My elevator mate was wearing a green and white checked shirt, neatly tucked into his
nicely pressed blue jeans.
He was an older black man, graying throughout his neatly cut hair.
He was rather thin yet spry and was squinting in the dimly lit elevator…
all while ginning from ear to ear.

He continued…
“I don’t have to come back for 6 more months cause I just got me a good report from the doctor.”

“That’s great!” I injected, genuinely happy for him because I know all too well
about those bad reports.

“Ever since that operation when he cut on my stomach,
I’ve quit hurting and I”ve gained 10 pounds in a month’s time!
I aint scrawny no more!!!” he proudly boasted.

I told him that that was great and now he’d be able to truly enjoy his Thanksgiving.
“Oh yes mam I plan to…”

By now we were both making our way toward the parking lot.
As we exited the building, I noticed that it was a very warm late fall afternoon.
The sun was shining yet heading deep toward the west while there was a warm breeze blowing.

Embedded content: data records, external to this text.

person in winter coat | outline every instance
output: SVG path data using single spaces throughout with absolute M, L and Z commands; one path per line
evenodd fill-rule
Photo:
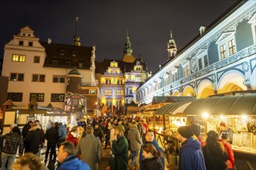
M 178 128 L 178 140 L 182 142 L 179 152 L 179 170 L 206 170 L 200 142 L 193 138 L 193 131 L 188 126 Z
M 144 144 L 142 148 L 142 155 L 144 160 L 141 162 L 144 168 L 147 170 L 164 170 L 161 157 L 161 152 L 157 151 L 156 148 L 152 144 Z
M 47 170 L 47 168 L 42 164 L 40 158 L 32 154 L 26 153 L 17 158 L 12 165 L 12 170 Z
M 106 169 L 126 170 L 128 166 L 128 141 L 124 137 L 125 129 L 122 124 L 115 127 L 115 134 L 117 140 L 112 141 L 112 159 L 110 166 Z
M 50 150 L 50 161 L 52 160 L 53 156 L 54 160 L 56 160 L 56 144 L 57 141 L 57 130 L 55 128 L 55 124 L 51 123 L 51 128 L 47 130 L 47 132 L 45 133 L 45 138 L 47 140 L 47 148 L 45 152 L 45 162 L 47 162 Z
M 59 128 L 57 130 L 57 133 L 59 135 L 59 143 L 61 144 L 61 142 L 64 142 L 66 139 L 66 136 L 67 134 L 67 130 L 66 127 L 62 124 L 61 122 L 59 123 Z
M 107 148 L 108 147 L 108 144 L 109 143 L 109 139 L 110 139 L 110 125 L 111 125 L 111 123 L 109 122 L 104 128 L 103 129 L 103 133 L 104 133 L 104 135 L 105 135 L 105 139 L 106 139 L 106 142 L 105 142 L 105 149 Z
M 133 121 L 129 128 L 127 135 L 127 139 L 130 141 L 130 148 L 132 151 L 128 158 L 132 159 L 132 163 L 130 164 L 131 169 L 135 169 L 137 167 L 137 158 L 138 158 L 141 144 L 140 132 L 137 128 L 136 122 Z
M 103 141 L 103 132 L 102 132 L 102 130 L 99 127 L 98 124 L 95 124 L 95 126 L 94 128 L 93 134 L 95 137 L 98 137 L 100 140 L 100 142 L 102 143 L 102 141 Z
M 41 128 L 37 126 L 36 122 L 32 123 L 31 127 L 24 140 L 26 143 L 25 152 L 32 152 L 36 155 L 39 152 L 39 143 L 42 131 Z
M 110 142 L 110 148 L 112 148 L 112 143 L 113 141 L 116 140 L 116 135 L 115 134 L 115 125 L 114 124 L 111 124 L 109 126 L 109 131 L 110 131 L 110 139 L 109 139 L 109 142 Z
M 23 141 L 21 135 L 18 133 L 20 130 L 18 127 L 14 127 L 12 129 L 12 133 L 6 134 L 3 138 L 5 140 L 5 146 L 2 148 L 2 168 L 5 169 L 6 162 L 7 169 L 12 169 L 12 165 L 16 157 L 17 149 L 19 147 L 19 155 L 22 155 Z
M 102 158 L 102 144 L 99 138 L 93 134 L 92 125 L 86 127 L 86 134 L 80 140 L 75 155 L 81 155 L 81 160 L 89 165 L 92 170 L 98 170 L 99 162 Z
M 221 139 L 220 139 L 219 141 L 223 144 L 224 148 L 226 148 L 229 158 L 228 160 L 227 161 L 227 163 L 228 164 L 227 170 L 234 169 L 234 151 L 231 144 L 227 141 L 227 139 L 228 138 L 227 133 L 222 132 L 220 138 Z
M 79 160 L 75 156 L 75 149 L 73 143 L 66 141 L 61 144 L 57 152 L 57 159 L 61 165 L 57 170 L 90 170 L 88 164 Z
M 224 170 L 227 167 L 228 155 L 218 138 L 217 132 L 209 131 L 207 133 L 206 144 L 202 148 L 207 170 Z
M 71 128 L 71 131 L 67 134 L 66 141 L 71 141 L 74 144 L 74 148 L 76 148 L 78 142 L 78 137 L 79 135 L 79 128 L 77 126 L 74 126 Z
M 148 130 L 145 134 L 145 139 L 146 139 L 146 142 L 144 144 L 152 144 L 154 148 L 156 148 L 157 151 L 161 151 L 162 153 L 162 157 L 161 158 L 161 161 L 162 162 L 163 166 L 164 167 L 164 153 L 163 149 L 159 146 L 157 141 L 154 138 L 154 131 Z M 144 168 L 144 165 L 142 164 L 142 160 L 143 160 L 143 156 L 142 156 L 142 148 L 143 148 L 144 145 L 141 146 L 141 149 L 140 151 L 140 170 L 143 170 L 143 169 L 146 169 Z

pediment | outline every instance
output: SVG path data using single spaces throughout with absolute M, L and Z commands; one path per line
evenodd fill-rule
M 234 36 L 234 33 L 235 33 L 234 31 L 223 32 L 220 36 L 220 37 L 217 39 L 217 40 L 216 41 L 216 43 L 219 43 L 220 42 L 223 41 L 223 39 L 227 39 L 227 37 L 230 37 L 230 36 Z

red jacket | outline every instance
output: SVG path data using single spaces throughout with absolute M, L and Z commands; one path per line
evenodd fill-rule
M 231 144 L 229 142 L 225 141 L 223 139 L 220 139 L 220 141 L 223 144 L 224 148 L 227 150 L 228 157 L 229 157 L 229 160 L 227 161 L 227 163 L 228 164 L 228 166 L 227 168 L 233 169 L 233 167 L 234 165 L 234 151 L 233 151 Z
M 78 138 L 74 137 L 71 133 L 67 134 L 67 141 L 71 141 L 74 144 L 74 147 L 77 148 L 77 145 L 78 144 Z

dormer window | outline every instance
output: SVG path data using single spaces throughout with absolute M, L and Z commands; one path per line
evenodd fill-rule
M 79 62 L 79 63 L 78 63 L 78 66 L 79 66 L 79 67 L 83 67 L 83 63 Z
M 57 60 L 53 60 L 53 65 L 57 65 L 58 61 Z
M 66 61 L 66 66 L 71 66 L 71 61 Z
M 61 49 L 61 56 L 64 56 L 64 53 L 65 53 L 65 50 L 64 50 L 64 49 Z
M 77 56 L 77 52 L 72 51 L 72 56 Z

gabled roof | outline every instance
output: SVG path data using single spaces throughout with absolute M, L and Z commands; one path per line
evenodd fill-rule
M 70 69 L 76 67 L 80 70 L 89 70 L 91 67 L 92 47 L 44 42 L 42 42 L 41 44 L 45 47 L 47 53 L 44 67 Z M 57 61 L 57 64 L 54 65 L 54 60 Z M 66 62 L 71 62 L 71 66 L 67 66 Z M 79 67 L 79 63 L 83 63 L 82 67 Z
M 122 60 L 116 60 L 118 63 L 118 66 L 120 67 L 122 73 L 127 73 L 130 72 L 131 70 L 133 70 L 134 66 L 136 65 L 136 61 L 137 60 L 135 60 L 133 63 L 126 63 Z M 96 61 L 95 62 L 95 73 L 101 73 L 104 74 L 104 73 L 106 71 L 108 67 L 110 66 L 110 63 L 113 61 L 113 60 L 109 60 L 109 59 L 105 59 L 103 61 Z M 146 63 L 142 62 L 142 66 L 143 66 L 143 70 L 146 70 Z

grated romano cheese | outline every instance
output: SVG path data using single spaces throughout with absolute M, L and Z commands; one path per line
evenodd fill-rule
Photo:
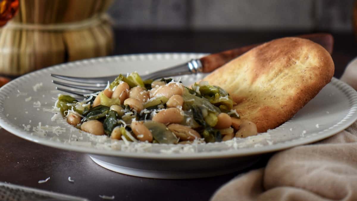
M 47 181 L 48 181 L 49 180 L 50 180 L 50 177 L 47 177 L 45 180 L 40 180 L 39 181 L 39 183 L 45 183 L 45 182 L 47 182 Z
M 36 92 L 37 92 L 37 90 L 39 90 L 40 88 L 42 87 L 42 85 L 43 85 L 42 82 L 40 82 L 40 83 L 37 83 L 35 85 L 34 85 L 32 87 L 32 88 L 34 89 L 34 91 Z
M 74 180 L 72 180 L 71 179 L 71 177 L 68 177 L 68 181 L 70 182 L 74 182 Z
M 39 108 L 41 107 L 41 103 L 37 100 L 36 102 L 34 102 L 34 107 Z

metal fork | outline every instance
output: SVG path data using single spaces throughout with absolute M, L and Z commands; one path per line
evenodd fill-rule
M 296 37 L 310 40 L 323 46 L 330 54 L 333 47 L 333 38 L 329 34 L 316 33 L 297 36 Z M 166 69 L 142 75 L 143 79 L 187 75 L 198 72 L 209 73 L 220 67 L 234 58 L 241 55 L 259 44 L 254 44 L 221 52 L 210 54 L 197 59 L 192 59 L 183 64 Z M 72 83 L 52 80 L 56 84 L 69 87 L 70 89 L 56 87 L 57 89 L 72 93 L 83 98 L 84 94 L 103 90 L 108 81 L 114 80 L 117 75 L 100 78 L 82 78 L 65 76 L 51 74 L 53 77 L 70 81 Z M 84 84 L 84 85 L 83 84 Z
M 143 80 L 155 79 L 174 76 L 197 73 L 202 72 L 202 64 L 199 59 L 192 59 L 189 62 L 170 68 L 154 72 L 140 77 Z M 71 93 L 83 98 L 86 94 L 101 91 L 104 89 L 108 82 L 111 82 L 119 75 L 100 77 L 80 77 L 61 75 L 51 74 L 51 76 L 71 83 L 52 80 L 55 84 L 70 88 L 69 89 L 56 87 L 58 90 Z

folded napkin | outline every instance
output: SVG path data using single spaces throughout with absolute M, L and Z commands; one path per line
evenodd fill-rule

“Isn’t it a beautiful day” he announced more than asked…
as I respond that that indeed it was.
I added “it certainly doesnt feel very fall like since we’ve not had any fall
or winter-like weather.

“Well that’s about to change this weekend because it’s going to be cold on Sunday.”

“Really?”

I’ve not paid much attention to the weather as of late as we are in an extremely
unseasonable spell of warm weather that is actually hot and dangerously dry.

“Yes mam, but until then, you enjoy this nice weather and you have yourself a
good Thanksgiving holiday.”

“And I hope you do too….”

And with that we went our separate ways.

Suddenly I forgot that I had been mad, aggravated or feeling frustrated that
I’d wasted the better part of the day with stupidity…

Because in that elevator I had met a spry and happy reminder to the things in our lives that truly matter….and it didn’t have anything to do with missed appointments…
or maybe…
it really did…

Do not be anxious about anything, but in every situation,
by prayer and petition, with thanksgiving, present your requests to God.